[PATCH] D20003: X86CallFrameOpt: a first step towards optimizing inalloca calls (PR27076)

Mon May 9 12:03:28 PDT 2016

rnk requested changes to this revision.
rnk added a comment.
This revision now requires changes to proceed.

I think special casing inalloca allocas in X86TargetLowering::LowerDYNAMIC_STACKALLOC will be a better start for this.

---

In http://reviews.llvm.org/D20003#423533, @DavidKreitzer wrote:

> I think X86CallFrameOptimization is the wrong place to be trying to eliminate the _chkstk calls for inalloca. The ability to do the store-to-push optimization has no bearing on whether the chkstk call is needed. Your comment about the pushes naturally probing the stack is true, but it is also true of the original stores.


I agree, we should avoid the chkstk at a higher level. Eventually, though, we wanted to do general conversion of inalloca to a sequence of subs, leas, and pushes. I figured that would live here.

> I think David had the right idea in r262370. But I assume the problem he ran into is that clang is nesting these inalloca calls, so it isn't easy to tell how much stack space is ultimately going to be allocated. Consider a case like this:

>  ... snip

>  See how there are two inalloca calls at the top? They effectively grow the stack by 6000 bytes (which is big enough to require _chkstk even though the separate 3000-byte allocations are not). Neither MSVC nor ICC do it like this. They both allocate space for the call to f2, call f2, and cleanup the stack from calling f2 before allocating space for the call to f1. I think we need to fix clang to do something similar and then David's solution ought to work.


We don't want to try to follow ICC or MSVC here. We want to do the copy elision instead, since it's actually required in C++17. IMO we should detect these large argument allocation cases and probe the stack.

> For the example in pr27076, another thing clang could do is just avoid inalloca altogether. We shouldn't need it for passing objects that use the default copy constructor.

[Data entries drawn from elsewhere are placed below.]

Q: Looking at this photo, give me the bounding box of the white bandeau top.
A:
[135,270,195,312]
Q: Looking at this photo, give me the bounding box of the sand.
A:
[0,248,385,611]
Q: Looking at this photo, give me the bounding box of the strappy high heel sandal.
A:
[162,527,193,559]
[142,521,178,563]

inalloca is used whenever a type is not trivially copyable, meaning it has a non-trivial copy constructor or destructor. My understanding is that we aren't allowed to introduce extra copies of non-trivially copyable objects, so we have to use inalloca here, at least in C++17.


================
Comment at: lib/Target/X86/X86CallFrameOptimization.cpp:56
@@ +55,3 @@
+  // Information about the setup for an inalloca call.
+  struct InAllocaInfo {
+    // Frame setup for the _chkstk call.
----------------
This makes me feel like we should model argument allocation as a single operation instead of five or so. What do you think about changing X86TargetLowering::LowerDYNAMIC_STACKALLOC to emit a new DAG node which selects to a single MI?

================
Comment at: lib/Target/X86/X86CallFrameOptimization.cpp:349
@@ -316,1 +348,3 @@
 
+bool X86CallFrameOptimization::matchInAlloca(MachineBasicBlock::iterator &I,
+                                             InAllocaInfo &Info,
----------------
Yeah, this feels like too much pattern matching.


http://reviews.llvm.org/D20003